3. Slow administrative procedures and discretionary interpretations
Formal rules continue to co-exist with arbitrary interpretations on the part of the State entities. Such inconsistent implementation and interpretations may delay approvals, certifications, payments, or price-adjustment claims.
4. High exposure to corruption-related inquiries
Any irregular interaction may trigger investigations or blacklisting. Foreign bidders must avoid informal shortcuts and operate with zero-tolerance compliance posture.
5. FX constraints and cash flow pressure during execution
Projects that depend on the importation of goods or services; or contracts that are to be paid in foreign currency will require currency risk planning, supplier payment strategies, and resilient financial structuring on the part of the contractor.

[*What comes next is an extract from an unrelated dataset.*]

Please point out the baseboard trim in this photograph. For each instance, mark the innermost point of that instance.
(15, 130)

6. Weak dispute resolution methods
Administrative contracts for public works still do not allow for the inclusion of arbitration clauses. These exclusions may lead to prolonged administrative appeals and subjective awards.
7. Reduced Public Spending
In the context of a macro‑fiscal crisis and the 2025 change in government, a reduction in public spending of approximately 30% is anticipated, implying a lower volume of procurement processes, stricter prioritization of essential projects, reprogramming, and heightened risks of delays in payments and approvals.
4) How do you ensure high levels of client satisfaction?
We combine technical advice with operational execution tailored to selection procedures and public contracts. We are familiar with and understand the new regulatory trends being created by the current administration regarding public procurement, which allows us to be prepared for each process (SICOES registration, queries, site visits, bid submission).
During the contracting phase, our experience allows us to be able to foretell requirements not specifically included in the applicable regulation or contracting documents.
Finally, we prioritize predictability through alerts on regulatory changes and the entity’s criteria, and we document comprehensive support for audits and governmental control. We measure our client satisfaction by awards obtained, sanction‑free execution of works, and timely recovery of payments and guarantees.
5) What technological advances are transforming practice and how can clients benefit?
Standardized processes in SICOES and the use of electronic signatures and digital files have improved publicity, traceability, and timelines in procurement. Document management and automation tools enable consistent bid preparation aligned with the bidding documents, control over the validity of guarantees and qualifications, and monitoring of execution milestones with digital evidence. Data analytics on published procedures help shape pricing strategies and risk assessments. For clients, this translates into more competitive bids, fewer formal errors, real‑time visibility on process status, and an auditable repository for responding to observations, audits, and social oversight.